Sachs is correct to recognise that the United States has retreated from multilateral engagement under the Trump Administration. The US has abandoned the leading role it once played in APEC. Trump has criticized NATO and was reported by The New York Times as privately discussing in 2018 pulling out of the alliance. In 2017, he destroyed the Trans-Pacific Partnership Agreement by withdrawing the United States leaving the remaining 11 countries to form a new trade agreement called the Comprehensive and Progressive Agreement for Trans-Pacific Partnership.

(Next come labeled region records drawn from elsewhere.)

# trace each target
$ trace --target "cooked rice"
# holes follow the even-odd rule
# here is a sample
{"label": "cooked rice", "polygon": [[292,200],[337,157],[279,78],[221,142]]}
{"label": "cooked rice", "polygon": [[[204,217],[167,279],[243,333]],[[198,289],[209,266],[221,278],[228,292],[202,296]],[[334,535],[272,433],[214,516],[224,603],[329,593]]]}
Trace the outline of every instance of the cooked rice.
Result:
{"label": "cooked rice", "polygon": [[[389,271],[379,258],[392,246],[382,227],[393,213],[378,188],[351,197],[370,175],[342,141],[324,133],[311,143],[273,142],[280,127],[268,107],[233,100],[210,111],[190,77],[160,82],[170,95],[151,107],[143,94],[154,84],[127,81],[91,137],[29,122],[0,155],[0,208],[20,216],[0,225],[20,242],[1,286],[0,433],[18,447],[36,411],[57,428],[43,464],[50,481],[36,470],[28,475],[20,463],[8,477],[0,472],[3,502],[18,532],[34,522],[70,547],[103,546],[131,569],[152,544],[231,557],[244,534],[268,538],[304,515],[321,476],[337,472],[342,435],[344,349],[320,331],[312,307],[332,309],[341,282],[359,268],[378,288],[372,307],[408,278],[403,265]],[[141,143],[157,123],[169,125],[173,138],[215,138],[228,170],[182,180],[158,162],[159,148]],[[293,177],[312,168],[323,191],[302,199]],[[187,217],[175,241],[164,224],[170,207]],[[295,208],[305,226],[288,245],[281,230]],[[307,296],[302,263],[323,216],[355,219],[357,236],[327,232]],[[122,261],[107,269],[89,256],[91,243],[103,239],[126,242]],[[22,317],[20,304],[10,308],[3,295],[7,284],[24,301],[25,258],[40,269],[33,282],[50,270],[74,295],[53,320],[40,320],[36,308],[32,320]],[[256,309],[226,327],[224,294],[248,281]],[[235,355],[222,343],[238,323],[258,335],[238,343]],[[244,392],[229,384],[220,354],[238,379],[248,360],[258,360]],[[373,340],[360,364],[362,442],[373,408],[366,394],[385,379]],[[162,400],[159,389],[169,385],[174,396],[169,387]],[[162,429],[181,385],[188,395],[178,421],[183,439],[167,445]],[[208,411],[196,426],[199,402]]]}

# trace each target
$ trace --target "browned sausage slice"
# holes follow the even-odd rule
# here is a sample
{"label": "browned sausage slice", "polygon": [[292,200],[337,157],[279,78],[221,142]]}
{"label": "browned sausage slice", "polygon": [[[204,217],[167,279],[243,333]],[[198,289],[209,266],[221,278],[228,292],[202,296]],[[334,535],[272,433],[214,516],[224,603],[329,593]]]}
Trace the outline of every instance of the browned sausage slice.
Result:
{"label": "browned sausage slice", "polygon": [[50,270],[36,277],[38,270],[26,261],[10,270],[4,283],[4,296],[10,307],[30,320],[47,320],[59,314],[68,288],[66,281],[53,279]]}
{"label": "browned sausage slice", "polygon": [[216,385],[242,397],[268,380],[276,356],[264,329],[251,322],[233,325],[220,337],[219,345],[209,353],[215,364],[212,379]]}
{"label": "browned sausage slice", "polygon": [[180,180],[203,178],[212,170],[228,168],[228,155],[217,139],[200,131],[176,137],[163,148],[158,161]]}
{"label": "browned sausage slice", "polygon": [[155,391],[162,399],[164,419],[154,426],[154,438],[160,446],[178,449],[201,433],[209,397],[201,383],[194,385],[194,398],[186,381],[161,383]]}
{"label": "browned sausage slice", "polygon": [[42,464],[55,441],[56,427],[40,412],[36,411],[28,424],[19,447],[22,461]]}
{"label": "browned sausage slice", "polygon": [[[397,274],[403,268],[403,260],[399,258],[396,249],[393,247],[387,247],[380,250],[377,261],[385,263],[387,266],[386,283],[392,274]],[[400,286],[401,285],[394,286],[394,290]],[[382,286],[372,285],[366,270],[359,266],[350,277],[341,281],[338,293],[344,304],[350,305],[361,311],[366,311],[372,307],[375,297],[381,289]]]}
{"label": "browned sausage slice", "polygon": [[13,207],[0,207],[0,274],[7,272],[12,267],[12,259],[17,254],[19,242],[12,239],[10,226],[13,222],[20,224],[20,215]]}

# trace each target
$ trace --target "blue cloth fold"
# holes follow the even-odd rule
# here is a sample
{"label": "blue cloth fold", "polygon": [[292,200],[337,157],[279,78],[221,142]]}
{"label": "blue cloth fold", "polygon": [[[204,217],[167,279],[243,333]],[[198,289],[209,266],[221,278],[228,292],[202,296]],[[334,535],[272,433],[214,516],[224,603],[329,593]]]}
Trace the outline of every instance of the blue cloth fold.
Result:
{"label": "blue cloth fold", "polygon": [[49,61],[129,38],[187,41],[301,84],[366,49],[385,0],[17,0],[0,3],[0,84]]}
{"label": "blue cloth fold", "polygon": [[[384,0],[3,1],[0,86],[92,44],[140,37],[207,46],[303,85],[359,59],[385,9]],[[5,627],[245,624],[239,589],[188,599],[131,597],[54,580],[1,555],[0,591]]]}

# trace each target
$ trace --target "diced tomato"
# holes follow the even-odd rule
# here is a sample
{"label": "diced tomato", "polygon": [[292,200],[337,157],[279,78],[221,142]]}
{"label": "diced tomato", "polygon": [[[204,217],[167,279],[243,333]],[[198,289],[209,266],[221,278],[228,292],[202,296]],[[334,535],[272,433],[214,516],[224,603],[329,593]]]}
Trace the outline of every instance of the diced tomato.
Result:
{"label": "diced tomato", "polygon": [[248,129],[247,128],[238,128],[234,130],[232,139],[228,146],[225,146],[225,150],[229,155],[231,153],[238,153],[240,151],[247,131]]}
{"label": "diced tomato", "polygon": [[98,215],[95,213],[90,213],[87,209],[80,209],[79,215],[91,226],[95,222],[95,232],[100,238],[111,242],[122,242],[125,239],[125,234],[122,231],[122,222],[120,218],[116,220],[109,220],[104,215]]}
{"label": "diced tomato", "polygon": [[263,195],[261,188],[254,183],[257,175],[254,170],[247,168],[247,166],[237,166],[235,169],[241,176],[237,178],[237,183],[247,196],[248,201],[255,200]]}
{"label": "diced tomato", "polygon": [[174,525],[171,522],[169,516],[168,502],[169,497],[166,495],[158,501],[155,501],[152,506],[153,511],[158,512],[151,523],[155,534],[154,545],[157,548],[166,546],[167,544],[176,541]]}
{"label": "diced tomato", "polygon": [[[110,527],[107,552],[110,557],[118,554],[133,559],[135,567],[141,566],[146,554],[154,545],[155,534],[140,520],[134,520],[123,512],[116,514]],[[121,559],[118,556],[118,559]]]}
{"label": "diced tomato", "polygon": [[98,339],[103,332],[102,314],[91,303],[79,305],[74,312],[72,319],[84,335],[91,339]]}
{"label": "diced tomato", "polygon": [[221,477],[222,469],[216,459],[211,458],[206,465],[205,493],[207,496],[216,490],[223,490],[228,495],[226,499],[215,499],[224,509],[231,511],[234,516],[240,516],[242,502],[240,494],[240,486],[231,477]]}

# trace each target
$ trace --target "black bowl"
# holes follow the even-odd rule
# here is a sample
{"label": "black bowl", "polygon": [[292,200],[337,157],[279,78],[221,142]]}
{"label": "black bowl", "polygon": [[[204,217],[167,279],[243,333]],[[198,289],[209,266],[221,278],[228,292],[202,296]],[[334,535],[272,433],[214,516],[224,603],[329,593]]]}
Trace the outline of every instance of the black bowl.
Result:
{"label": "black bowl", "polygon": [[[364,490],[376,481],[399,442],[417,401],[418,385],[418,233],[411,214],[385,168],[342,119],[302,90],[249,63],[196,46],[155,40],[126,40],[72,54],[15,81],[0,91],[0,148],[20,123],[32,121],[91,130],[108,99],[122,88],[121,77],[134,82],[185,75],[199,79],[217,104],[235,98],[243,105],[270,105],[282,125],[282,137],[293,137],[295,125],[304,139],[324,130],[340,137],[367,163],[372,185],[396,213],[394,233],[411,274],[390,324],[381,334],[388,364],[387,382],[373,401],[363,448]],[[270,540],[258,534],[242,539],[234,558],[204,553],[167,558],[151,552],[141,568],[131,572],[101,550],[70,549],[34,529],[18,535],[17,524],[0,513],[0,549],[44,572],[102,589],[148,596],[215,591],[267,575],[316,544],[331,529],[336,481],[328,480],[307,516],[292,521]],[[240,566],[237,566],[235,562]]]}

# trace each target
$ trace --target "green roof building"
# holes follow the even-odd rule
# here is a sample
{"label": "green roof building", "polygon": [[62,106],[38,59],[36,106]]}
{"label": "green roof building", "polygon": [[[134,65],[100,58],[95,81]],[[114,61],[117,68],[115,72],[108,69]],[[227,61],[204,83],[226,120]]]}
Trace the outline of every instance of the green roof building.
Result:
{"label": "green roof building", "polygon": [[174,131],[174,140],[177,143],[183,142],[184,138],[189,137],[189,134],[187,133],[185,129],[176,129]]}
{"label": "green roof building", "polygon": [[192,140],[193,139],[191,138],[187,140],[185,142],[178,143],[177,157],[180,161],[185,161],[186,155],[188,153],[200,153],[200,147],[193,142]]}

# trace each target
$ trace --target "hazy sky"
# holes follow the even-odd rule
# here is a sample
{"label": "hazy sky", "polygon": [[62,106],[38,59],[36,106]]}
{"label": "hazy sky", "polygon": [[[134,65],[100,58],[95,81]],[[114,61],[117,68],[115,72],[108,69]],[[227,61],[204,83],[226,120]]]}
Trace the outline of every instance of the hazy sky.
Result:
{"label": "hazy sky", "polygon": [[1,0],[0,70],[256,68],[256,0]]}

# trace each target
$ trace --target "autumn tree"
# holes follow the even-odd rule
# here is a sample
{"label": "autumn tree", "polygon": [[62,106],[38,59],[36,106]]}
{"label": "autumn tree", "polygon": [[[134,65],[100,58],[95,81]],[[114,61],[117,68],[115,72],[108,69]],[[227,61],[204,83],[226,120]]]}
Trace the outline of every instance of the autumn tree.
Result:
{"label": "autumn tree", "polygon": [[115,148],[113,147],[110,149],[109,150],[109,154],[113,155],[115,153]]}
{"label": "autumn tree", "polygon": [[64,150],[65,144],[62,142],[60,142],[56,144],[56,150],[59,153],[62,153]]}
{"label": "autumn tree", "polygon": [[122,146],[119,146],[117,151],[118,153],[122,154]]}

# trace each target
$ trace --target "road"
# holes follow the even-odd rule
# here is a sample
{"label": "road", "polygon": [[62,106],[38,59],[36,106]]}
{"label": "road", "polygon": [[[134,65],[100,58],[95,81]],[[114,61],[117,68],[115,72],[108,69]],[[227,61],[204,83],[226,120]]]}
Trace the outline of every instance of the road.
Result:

And now, the US has halted payment to the WHO just when the world needs that organisation to be at its strongest. There may be some merit in accusations that the WHO was too trusting of information coming out of China and that it made errors of judgement during the early days of this unfolding crisis, but could these matters have been examined and discussed while continuing to recognise and support the critical role that the WHO plays in combating the COVID-19 pandemic? President Trump’s decision to halt funding of the WHO is consistent with a steady retreat from multilateralism, which might play well with his supporters at home but has not generally enjoyed support elsewhere.